A thought-provoking article that, on the surface, explores which modality of AI agent deployment is more likely to succeed in a large organisation — agents carefully designed around organisational processes, or general-purpose agents trained to seek successful outcomes (RL, for example).

But dig a little deeper, and it raises a more fundamental question: what shape will successful AI-powered products take?

Ethan Mollick:

For many people, this may not be a surprise. One thing you learn studying (or working in) organizations is that they are all actually a bit of a mess. In fact, one classic organizational theory is actually called the Garbage Can Model. This views organizations as chaotic “garbage cans” where problems, solutions, and decision-makers are dumped in together, and decisions often happen when these elements collide randomly, rather than through a fully rational process.

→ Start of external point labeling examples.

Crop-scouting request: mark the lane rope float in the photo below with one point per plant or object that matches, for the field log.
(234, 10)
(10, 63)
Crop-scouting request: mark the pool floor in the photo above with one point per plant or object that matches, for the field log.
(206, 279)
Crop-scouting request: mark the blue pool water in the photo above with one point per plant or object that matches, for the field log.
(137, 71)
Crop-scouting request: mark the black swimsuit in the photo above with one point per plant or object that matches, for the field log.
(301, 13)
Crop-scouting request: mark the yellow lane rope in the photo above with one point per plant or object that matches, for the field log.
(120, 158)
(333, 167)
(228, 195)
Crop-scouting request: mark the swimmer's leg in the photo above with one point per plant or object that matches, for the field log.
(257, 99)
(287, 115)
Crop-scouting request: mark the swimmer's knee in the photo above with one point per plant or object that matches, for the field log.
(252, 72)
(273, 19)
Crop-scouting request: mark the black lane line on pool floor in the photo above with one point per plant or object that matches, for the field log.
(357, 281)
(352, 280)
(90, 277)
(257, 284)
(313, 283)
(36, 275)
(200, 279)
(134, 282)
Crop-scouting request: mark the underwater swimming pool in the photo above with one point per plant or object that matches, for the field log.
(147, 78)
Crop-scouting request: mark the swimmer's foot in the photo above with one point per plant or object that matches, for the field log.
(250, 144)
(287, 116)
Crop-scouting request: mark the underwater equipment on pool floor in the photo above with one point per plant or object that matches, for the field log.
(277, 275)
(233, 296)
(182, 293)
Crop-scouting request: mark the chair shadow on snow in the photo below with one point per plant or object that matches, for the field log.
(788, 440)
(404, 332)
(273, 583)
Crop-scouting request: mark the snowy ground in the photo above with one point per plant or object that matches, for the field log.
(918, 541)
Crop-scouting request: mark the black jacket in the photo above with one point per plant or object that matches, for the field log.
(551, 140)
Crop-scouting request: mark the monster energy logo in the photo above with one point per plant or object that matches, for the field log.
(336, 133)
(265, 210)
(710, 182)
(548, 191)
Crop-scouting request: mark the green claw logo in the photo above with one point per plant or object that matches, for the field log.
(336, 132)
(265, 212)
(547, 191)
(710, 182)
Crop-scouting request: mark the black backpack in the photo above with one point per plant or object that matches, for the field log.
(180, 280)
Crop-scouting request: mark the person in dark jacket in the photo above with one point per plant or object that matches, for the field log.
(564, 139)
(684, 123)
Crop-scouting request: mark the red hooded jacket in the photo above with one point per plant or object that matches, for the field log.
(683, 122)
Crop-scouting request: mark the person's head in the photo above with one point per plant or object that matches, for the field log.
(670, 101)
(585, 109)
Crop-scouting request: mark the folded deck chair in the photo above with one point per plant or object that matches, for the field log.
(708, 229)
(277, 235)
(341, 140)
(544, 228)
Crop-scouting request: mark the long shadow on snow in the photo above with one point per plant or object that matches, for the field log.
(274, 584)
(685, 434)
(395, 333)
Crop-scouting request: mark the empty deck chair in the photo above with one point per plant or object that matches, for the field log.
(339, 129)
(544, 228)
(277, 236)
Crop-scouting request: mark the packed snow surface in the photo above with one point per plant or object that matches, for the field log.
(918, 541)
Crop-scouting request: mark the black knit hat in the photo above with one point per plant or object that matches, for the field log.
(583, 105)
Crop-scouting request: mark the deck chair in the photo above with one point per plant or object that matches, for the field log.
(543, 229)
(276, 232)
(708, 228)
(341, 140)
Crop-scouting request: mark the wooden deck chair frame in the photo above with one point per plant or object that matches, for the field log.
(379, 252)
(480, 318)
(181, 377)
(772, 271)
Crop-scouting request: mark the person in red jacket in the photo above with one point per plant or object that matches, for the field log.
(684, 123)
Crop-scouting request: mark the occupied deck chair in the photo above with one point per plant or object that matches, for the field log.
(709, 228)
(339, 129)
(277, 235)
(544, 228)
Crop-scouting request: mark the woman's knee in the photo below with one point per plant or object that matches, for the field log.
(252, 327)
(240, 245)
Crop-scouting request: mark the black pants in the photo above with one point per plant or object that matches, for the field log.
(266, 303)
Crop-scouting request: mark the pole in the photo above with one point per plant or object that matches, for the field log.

Computer scientist Richard Sutton introduced the concept of the Bitter Lesson in an influential 2019 essay where he pointed out a pattern in AI research. Time and again, AI researchers trying to solve a difficult problem, like beating humans in chess, turned to elegant solutions, studying opening moves, positional evaluations, tactical patterns, and endgame databases. Programmers encoded centuries of chess wisdom in hand-crafted software: control the center, develop pieces early, king safety matters, passed pawns are valuable, and so on. Deep Blue, the first chess computer to beat the world’s best human, used some chess knowledge, but combined that with the brute force of being able to search 200 million positions a second. In 2017, Google released AlphaZero, which could beat humans not just in chess but also in shogi and go, and it did it with no prior knowledge of these games at all. Instead, the AI model trained against itself, playing the games until it learned them. All of the elegant knowledge of chess was irrelevant, pure brute force computing combined with generalized approaches to machine learning, was enough to beat them. And that is the Bitter Lesson — encoding human understanding into an AI tends to be worse than just letting the AI figure out how to solve the problem, and adding enough computing power until it can do it better than any human.